Open Kettle Canning:
This is limited to the canning of fruits and vegetables which are highly acidic such as tomatoes, peaches, cherries and plums. Since the temperature reached never exceeds the boiling point (212), non-acid foods cannot be safely canned this way. In this procedure the foods are simply brought to the boiling point, cooked until tender, and then placed in sterile jars, filled to the brim with juice, covered with sterile lids and sealed. One difficulty may be encountered, that is soft foods may break in packing. On the other hand, no further shrinkage will take place after the jars are filled.
Hot Water Bath (Can-cooking):
Any large kettle or pot may be used provided the bottom is fitted with a wooden or metal rack. The filled jars are placed so that they will not touch each other. The container is filled with water to about 1" above the top of the jars. Do not start counting the length of time of processing until the water boils. Follow the time table to ascertain the processing time for individual foods. Remove jars and seal lids. This method is recommended for fruits and acidic vegetables only.
Pressure Cooker (Can-cooking):
Canning in a pressure cooker is the only way in which the contents of the jar or can may be heated to temperatures higher than boiling. It is the only way in which one can be sure of killing certain bacterial spores which are found in nonacid vegetables, such as peas and corn, and in meats. Follow carefully the instructions that came with the cooker.
Oven Canning (Can-cooking):
This procedure is satisfactory for fruits and tomatoes. Place the filled cans on a rack or a pan in the oven and set temperature for 275. Do not start timing until the oven has reached that temperature. Leave 1-2" space in the top of each can to allow for boiling.
Things to remember:
1. Do not use cans which show cracks or chips.

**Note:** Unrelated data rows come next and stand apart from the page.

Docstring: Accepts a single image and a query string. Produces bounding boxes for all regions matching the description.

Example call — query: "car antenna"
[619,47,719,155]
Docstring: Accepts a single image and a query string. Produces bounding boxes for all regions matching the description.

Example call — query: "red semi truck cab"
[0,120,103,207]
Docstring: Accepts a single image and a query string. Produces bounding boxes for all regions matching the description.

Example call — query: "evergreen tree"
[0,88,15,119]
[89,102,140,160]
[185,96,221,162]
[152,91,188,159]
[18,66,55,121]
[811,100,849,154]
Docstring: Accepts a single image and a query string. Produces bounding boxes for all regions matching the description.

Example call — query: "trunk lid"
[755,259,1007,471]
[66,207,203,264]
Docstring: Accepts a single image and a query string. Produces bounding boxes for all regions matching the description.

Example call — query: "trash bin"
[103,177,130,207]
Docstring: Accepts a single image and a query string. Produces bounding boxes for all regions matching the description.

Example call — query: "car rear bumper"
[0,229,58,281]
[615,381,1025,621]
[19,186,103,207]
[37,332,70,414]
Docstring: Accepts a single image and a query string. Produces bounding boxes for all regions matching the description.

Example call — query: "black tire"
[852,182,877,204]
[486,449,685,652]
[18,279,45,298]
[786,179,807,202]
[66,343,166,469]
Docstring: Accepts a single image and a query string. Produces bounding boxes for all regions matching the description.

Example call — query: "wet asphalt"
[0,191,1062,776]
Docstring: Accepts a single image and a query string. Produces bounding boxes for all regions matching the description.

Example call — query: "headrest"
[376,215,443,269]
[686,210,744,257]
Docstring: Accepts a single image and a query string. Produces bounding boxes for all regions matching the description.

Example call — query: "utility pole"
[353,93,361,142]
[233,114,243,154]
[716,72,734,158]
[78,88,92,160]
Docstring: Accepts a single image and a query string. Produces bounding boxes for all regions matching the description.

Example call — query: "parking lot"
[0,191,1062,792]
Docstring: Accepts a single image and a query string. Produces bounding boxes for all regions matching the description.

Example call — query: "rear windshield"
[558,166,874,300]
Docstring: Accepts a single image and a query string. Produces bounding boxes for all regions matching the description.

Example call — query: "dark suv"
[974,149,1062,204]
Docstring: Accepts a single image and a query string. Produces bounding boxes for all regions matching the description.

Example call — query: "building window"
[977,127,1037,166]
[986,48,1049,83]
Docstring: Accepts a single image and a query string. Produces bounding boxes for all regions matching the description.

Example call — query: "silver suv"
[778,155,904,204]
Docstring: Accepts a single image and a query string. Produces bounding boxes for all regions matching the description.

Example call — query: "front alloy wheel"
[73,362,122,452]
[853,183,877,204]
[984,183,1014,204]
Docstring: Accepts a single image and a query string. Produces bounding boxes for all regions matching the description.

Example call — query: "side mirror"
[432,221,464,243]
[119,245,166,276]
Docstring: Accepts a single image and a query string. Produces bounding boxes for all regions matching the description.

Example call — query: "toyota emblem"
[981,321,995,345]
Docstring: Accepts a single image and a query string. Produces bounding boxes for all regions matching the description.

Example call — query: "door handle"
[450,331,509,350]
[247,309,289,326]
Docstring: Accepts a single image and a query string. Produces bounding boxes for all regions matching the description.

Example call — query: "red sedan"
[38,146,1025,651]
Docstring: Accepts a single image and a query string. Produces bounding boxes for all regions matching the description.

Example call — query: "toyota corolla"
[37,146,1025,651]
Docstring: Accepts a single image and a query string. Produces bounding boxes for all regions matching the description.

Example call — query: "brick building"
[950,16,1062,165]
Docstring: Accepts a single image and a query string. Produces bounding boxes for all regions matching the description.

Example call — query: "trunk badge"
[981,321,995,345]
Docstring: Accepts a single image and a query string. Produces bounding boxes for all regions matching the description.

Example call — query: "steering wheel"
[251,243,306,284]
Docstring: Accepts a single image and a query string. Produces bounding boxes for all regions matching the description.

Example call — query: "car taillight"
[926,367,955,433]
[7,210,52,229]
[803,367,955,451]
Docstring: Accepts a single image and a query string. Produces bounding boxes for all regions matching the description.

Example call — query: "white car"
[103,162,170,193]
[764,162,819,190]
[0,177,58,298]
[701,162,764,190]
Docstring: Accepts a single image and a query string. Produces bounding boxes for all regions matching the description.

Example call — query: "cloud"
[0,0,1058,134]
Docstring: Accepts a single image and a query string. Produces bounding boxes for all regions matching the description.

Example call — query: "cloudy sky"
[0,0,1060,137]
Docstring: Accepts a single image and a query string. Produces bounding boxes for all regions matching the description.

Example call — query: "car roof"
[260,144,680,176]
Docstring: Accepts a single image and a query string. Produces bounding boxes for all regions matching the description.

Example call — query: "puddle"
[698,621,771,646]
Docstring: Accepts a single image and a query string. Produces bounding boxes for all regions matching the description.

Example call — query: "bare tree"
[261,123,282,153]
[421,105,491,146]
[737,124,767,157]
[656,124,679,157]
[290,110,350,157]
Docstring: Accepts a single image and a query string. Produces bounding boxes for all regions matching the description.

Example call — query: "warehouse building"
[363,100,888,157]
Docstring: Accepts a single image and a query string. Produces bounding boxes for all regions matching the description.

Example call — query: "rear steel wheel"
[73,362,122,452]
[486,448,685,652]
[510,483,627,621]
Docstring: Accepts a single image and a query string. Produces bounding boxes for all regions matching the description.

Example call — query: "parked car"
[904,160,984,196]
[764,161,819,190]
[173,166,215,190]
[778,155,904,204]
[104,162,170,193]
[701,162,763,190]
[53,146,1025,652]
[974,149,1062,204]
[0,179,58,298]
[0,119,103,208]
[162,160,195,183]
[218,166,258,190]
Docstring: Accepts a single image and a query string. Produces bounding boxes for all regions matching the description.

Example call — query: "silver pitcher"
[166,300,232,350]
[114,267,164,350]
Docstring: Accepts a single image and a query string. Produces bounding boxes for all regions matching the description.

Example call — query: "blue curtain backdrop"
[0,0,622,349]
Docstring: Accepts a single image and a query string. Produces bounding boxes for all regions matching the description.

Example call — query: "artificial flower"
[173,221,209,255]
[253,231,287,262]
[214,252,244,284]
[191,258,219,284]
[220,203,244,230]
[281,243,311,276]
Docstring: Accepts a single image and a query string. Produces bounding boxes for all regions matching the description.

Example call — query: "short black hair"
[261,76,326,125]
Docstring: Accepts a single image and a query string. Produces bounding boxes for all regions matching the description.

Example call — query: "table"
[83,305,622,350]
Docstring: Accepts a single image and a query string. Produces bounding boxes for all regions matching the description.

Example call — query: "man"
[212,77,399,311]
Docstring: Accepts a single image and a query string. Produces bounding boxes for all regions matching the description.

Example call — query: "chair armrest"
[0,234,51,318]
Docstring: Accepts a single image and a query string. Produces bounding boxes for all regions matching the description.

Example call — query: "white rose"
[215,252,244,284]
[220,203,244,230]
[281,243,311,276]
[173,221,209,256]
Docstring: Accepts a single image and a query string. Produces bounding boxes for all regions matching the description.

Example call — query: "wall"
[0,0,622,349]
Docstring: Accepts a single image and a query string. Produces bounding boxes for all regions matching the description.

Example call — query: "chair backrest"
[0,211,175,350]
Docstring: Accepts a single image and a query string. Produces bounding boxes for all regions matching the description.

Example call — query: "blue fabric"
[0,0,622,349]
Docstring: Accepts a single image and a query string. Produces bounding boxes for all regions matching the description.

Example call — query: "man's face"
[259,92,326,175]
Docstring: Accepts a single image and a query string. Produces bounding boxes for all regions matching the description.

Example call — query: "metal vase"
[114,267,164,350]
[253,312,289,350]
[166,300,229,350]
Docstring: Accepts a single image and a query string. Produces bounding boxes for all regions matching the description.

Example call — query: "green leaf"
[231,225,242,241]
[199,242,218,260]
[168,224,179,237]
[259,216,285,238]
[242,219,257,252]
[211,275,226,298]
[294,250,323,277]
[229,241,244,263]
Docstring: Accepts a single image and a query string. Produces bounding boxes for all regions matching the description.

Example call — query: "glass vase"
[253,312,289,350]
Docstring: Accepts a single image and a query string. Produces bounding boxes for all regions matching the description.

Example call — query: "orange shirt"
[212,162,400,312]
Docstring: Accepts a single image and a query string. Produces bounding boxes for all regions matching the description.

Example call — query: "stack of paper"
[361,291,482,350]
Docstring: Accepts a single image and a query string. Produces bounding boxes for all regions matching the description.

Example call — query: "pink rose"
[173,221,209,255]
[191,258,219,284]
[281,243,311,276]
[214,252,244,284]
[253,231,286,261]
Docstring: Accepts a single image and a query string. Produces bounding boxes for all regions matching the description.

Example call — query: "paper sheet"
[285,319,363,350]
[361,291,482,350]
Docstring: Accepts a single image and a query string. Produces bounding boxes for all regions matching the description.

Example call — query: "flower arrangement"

2. Can nothing but sound, fresh foods.
3. Tighten caps immediately upon bringing them from canner.
4. Do not turn the sealed can upside down to test for leakage.
5. Never tighten the lid after the can cools. The seal may be broken.
6. Never set a hot jar on a cold surface, or in a cold draft of air.
7. Be certain to use all precautions mentioned with the pressure cooker.
8. Store in a cool, dark, dry place.